THE GALVESTON TIDAL WAVE
For 50 years Galveston, Tex., had won countless battles with the sea. Then, right after one Labor Day, nature stopped fooling around. Hurricane-swept gulf waters sent million-ton waves hurtling shoreward. By midnight Galveston was a nightmare of devastation.
When: September 8, 1900.
Where: Galveston, Tex.
The Loss: 6,000 people died. Property damage exceeded $17 million.
The Disaster: At 10 A.M. on that fateful Saturday morning, 30,000 blase Galvestonians went through the motions of business-as-usual. From an overcast sky a drizzling rain fell. Undaunted, late vacationers buttoned their coats to lean into the rising wind and stinging rain as they watched an angry seething surf. The weather-station barometer had fallen to 29" of mercury. Sailors aboard ships in the harbor battened down hatches and reinforced anchor and mooring lines.
By lunchtime barometers were registering 28.5". Surf watchers moved back from the tormented Gulf as wave after angry wave broke higher and higher over the jetties. Rainfall increased in intensity. The skies became darker and the damp cold of 20-mph winds penetrated the watchers' clothing, forcing them to seek shelter.
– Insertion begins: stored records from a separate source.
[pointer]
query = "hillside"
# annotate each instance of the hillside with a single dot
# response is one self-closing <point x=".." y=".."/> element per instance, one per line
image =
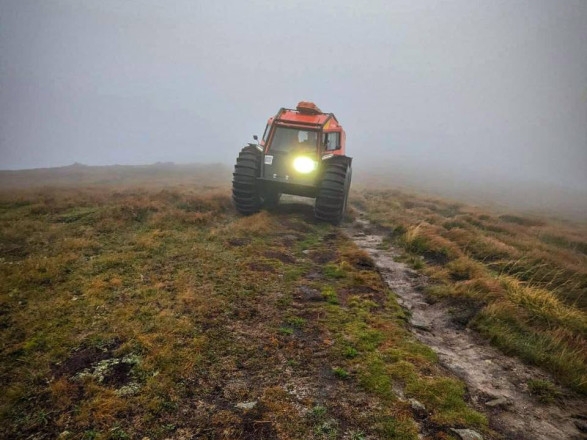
<point x="145" y="307"/>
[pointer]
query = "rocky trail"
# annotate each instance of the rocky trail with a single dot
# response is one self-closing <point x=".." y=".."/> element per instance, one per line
<point x="497" y="384"/>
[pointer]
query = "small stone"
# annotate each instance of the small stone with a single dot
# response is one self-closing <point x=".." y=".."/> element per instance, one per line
<point x="500" y="402"/>
<point x="420" y="325"/>
<point x="310" y="294"/>
<point x="467" y="434"/>
<point x="417" y="406"/>
<point x="246" y="405"/>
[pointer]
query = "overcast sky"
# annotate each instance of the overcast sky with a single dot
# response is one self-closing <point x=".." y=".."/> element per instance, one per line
<point x="488" y="88"/>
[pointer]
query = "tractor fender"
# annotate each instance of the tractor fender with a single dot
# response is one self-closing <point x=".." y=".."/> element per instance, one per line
<point x="339" y="159"/>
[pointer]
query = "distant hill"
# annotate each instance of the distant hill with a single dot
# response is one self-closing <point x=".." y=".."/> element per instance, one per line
<point x="166" y="173"/>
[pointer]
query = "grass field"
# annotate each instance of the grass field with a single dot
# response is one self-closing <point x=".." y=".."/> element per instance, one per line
<point x="519" y="280"/>
<point x="129" y="312"/>
<point x="132" y="311"/>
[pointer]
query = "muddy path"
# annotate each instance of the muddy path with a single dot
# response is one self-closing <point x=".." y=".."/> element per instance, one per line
<point x="496" y="383"/>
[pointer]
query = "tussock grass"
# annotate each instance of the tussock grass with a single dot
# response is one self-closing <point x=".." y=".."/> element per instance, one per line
<point x="525" y="276"/>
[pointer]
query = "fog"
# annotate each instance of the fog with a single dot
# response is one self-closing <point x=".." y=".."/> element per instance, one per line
<point x="469" y="90"/>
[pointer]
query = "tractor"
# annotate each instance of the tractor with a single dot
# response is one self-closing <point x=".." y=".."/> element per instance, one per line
<point x="302" y="152"/>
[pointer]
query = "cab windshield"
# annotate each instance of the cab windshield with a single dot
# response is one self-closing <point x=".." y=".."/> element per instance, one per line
<point x="290" y="139"/>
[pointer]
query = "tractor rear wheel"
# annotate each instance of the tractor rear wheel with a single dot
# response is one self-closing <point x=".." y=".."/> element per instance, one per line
<point x="245" y="191"/>
<point x="333" y="193"/>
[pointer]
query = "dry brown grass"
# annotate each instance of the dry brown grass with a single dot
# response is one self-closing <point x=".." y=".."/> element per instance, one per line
<point x="528" y="275"/>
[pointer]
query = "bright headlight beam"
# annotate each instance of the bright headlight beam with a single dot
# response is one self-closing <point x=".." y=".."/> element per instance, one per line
<point x="304" y="165"/>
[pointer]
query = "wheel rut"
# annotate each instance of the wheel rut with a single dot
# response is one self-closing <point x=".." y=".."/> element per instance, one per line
<point x="497" y="384"/>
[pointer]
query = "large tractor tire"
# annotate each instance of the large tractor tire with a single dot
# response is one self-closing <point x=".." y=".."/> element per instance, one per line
<point x="245" y="190"/>
<point x="333" y="193"/>
<point x="271" y="199"/>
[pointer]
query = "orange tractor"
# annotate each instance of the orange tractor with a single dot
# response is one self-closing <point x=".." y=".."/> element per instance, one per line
<point x="302" y="152"/>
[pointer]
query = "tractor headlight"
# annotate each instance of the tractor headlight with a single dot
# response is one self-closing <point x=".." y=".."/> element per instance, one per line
<point x="304" y="165"/>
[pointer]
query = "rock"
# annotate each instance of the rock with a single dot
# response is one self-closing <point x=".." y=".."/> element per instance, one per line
<point x="467" y="434"/>
<point x="246" y="405"/>
<point x="581" y="425"/>
<point x="310" y="294"/>
<point x="421" y="325"/>
<point x="500" y="402"/>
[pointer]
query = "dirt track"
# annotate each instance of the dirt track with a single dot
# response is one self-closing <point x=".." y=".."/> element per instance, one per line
<point x="496" y="382"/>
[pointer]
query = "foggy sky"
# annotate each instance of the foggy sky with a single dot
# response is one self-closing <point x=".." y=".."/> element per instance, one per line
<point x="467" y="88"/>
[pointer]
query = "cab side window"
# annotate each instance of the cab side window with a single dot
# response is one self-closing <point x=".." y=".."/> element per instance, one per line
<point x="331" y="141"/>
<point x="266" y="134"/>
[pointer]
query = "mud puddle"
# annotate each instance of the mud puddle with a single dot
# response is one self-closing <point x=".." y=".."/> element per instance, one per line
<point x="496" y="383"/>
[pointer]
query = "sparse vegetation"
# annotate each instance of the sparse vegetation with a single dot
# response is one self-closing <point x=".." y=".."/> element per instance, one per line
<point x="157" y="312"/>
<point x="519" y="280"/>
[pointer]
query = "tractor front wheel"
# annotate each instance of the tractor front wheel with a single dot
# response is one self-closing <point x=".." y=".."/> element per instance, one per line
<point x="245" y="191"/>
<point x="333" y="194"/>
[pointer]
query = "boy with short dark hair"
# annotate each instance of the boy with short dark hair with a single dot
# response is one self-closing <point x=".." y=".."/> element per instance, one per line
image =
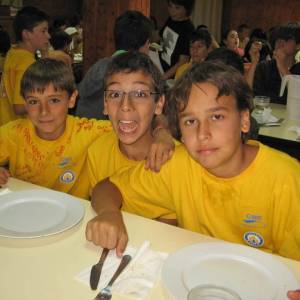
<point x="49" y="147"/>
<point x="31" y="31"/>
<point x="250" y="191"/>
<point x="132" y="32"/>
<point x="134" y="94"/>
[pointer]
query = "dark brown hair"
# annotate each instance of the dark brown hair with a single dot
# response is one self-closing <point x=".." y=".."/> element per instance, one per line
<point x="225" y="78"/>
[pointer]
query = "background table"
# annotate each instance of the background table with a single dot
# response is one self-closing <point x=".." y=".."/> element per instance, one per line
<point x="44" y="268"/>
<point x="280" y="137"/>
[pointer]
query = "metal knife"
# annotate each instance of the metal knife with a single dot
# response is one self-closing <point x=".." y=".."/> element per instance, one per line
<point x="96" y="270"/>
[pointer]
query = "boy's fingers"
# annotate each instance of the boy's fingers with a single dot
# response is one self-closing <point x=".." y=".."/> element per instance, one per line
<point x="294" y="295"/>
<point x="122" y="243"/>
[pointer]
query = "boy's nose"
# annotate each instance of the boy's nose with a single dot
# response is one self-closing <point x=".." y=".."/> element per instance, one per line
<point x="44" y="109"/>
<point x="203" y="131"/>
<point x="126" y="104"/>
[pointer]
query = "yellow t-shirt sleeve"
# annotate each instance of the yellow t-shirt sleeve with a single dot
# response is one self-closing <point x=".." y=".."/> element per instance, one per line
<point x="4" y="145"/>
<point x="286" y="229"/>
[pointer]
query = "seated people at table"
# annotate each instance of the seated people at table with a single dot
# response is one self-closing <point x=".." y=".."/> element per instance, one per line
<point x="60" y="41"/>
<point x="49" y="147"/>
<point x="256" y="50"/>
<point x="31" y="32"/>
<point x="267" y="79"/>
<point x="200" y="41"/>
<point x="230" y="40"/>
<point x="134" y="93"/>
<point x="175" y="36"/>
<point x="4" y="47"/>
<point x="217" y="183"/>
<point x="243" y="31"/>
<point x="132" y="32"/>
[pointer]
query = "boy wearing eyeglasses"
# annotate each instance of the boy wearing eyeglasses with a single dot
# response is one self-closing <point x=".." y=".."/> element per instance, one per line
<point x="134" y="94"/>
<point x="217" y="183"/>
<point x="49" y="147"/>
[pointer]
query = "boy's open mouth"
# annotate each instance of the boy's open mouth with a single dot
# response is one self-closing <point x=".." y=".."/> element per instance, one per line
<point x="127" y="126"/>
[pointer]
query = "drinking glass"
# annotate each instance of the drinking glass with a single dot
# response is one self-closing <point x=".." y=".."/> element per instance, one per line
<point x="260" y="103"/>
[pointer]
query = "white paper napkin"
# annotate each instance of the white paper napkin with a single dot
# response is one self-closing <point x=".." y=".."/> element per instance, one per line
<point x="264" y="116"/>
<point x="4" y="190"/>
<point x="137" y="279"/>
<point x="295" y="129"/>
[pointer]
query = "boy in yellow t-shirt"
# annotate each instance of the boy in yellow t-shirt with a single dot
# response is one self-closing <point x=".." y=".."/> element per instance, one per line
<point x="134" y="94"/>
<point x="49" y="147"/>
<point x="31" y="32"/>
<point x="217" y="184"/>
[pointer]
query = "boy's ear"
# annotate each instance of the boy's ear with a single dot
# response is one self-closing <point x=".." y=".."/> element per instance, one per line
<point x="159" y="105"/>
<point x="105" y="108"/>
<point x="25" y="35"/>
<point x="72" y="99"/>
<point x="279" y="44"/>
<point x="245" y="121"/>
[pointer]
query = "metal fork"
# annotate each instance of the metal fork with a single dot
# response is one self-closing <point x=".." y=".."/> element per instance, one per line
<point x="105" y="293"/>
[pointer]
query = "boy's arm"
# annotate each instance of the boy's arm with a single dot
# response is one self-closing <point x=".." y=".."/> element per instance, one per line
<point x="163" y="145"/>
<point x="4" y="175"/>
<point x="294" y="295"/>
<point x="107" y="229"/>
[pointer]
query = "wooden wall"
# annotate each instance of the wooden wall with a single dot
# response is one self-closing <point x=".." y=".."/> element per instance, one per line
<point x="260" y="13"/>
<point x="56" y="8"/>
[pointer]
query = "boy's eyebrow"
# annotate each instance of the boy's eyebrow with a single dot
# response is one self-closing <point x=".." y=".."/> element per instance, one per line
<point x="135" y="82"/>
<point x="210" y="110"/>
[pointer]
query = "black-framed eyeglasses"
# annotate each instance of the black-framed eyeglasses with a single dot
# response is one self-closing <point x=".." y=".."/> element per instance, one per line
<point x="134" y="95"/>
This scene had repeated itself many times, less ferociously, from 1836 when Michael B. Menard began the 1st development on Galveston Island, a narrow sandbar 25 mi. long by 2 mi. wide. Natives were familiar with seasonal storms and paid them little heed. But as Saturday wore on to 3 P.M. winds had increased to gale velocity. Joseph and Isaac Cline, weather-bureau men, knew this was no ordinary storm.
Streets in Galveston were awash with seawater. Increasingly high waves battered warehouses a block or more inland from the Gulf. Joseph Cline climbed gingerly to the top of the Levi Building. His weather instruments, a rain gauge and anemometer, had gone with the wind. He clutched a safety railing for support and looked down from his high perch to note that half of Galveston was under water.
Richard Spillane, editor of the Galveston Tribune, later recalled: "To go out on the streets was to court death. Cisterns, portions of buildings, telegraph poles, and walls were falling. The noise of the wind and crashing of buildings was terrifying in the extreme. The people were like rats in a trap."